Według członków ekspedycji odciski nie należących do człowieka stóp mają około 20 cm długości. - Widzieliśmy trzy odciski stóp podobne do stóp ludzkich - mówił Kuniaki Yagihara, członek Japońskiego Projektu Yeti, przedstawiając wykonane w Nepalu fotografie.

Wyprawa w nepalskie Himalaje była trzecią próbą zdobycia dowodów na istnienie legendarnego himalajskiego stwora. To właśnie tam, wśród lokalnej społeczności, wiara w istnienie Yeti jest dość powszechna. Stamtąd pochodzą opowieści o bezpośrednich spotkaniach z nie do końca zidentyfikowanym pół-człowiekiem, pół-zwierzęciem.

Japońska wyprawa swego odkrycia dokonała na wysokości około 4 800 metrów, na górze Dhaulagiri, w zachodniej części Nepalu. W przeszłości japońscy naukowcy spędzili tam juz ponad 40 dni, ale nigdy nie udało im się zebrać dowodów.

Teraz wyprawa przyniosła skutek. - Jeżeli nie wierzyłbym w istnienie Yeti, nigdy bym tu nie przybył - argumentował Yagihara.

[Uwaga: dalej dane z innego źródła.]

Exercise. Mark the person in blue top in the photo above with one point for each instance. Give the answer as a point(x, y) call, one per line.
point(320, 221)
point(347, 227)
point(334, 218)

Jeżeli nie wierzyłbym w istnienie Yeti, nigdy bym tu nie przybył. Kuniaki Yagihara, członek Japońskiego Projektu Yeti

Folklor czy rzeczywistość?

Nie tylko japońscy naukowcy z ekipy Kuniakiego Yagihary nie traktują istnienia Yeti jako przejawu swego rodzaju folkloru. Yeti nie jest mitem dla środowiska kryptozoologów, zajmujących się badaniem nad gatunkami zwierząt, które istnieją w rozmaitych podaniach, legendach.

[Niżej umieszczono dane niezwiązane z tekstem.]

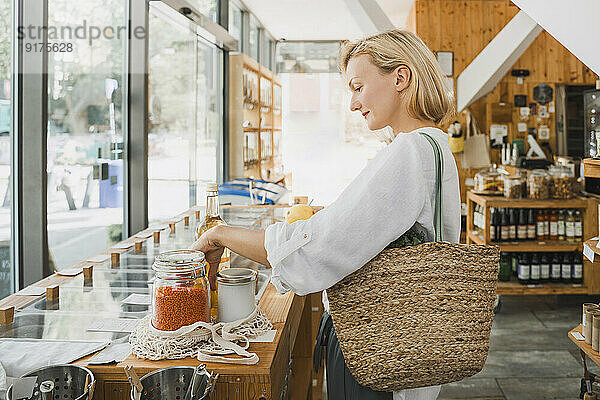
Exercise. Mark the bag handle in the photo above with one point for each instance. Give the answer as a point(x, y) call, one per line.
point(438, 220)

Nie dalej jak w lipcu, włosy Yetiego miały zostać znalezione we wschodnich Indiach. Miesiąc później dwóch mężczyzn dowodziło znalezienia resztek Wielkiej Stopy - czyli własnie pół-człowieka, pół-małpy. Okazało się jednak, że był to jedynie odcisk kostiumu goryla.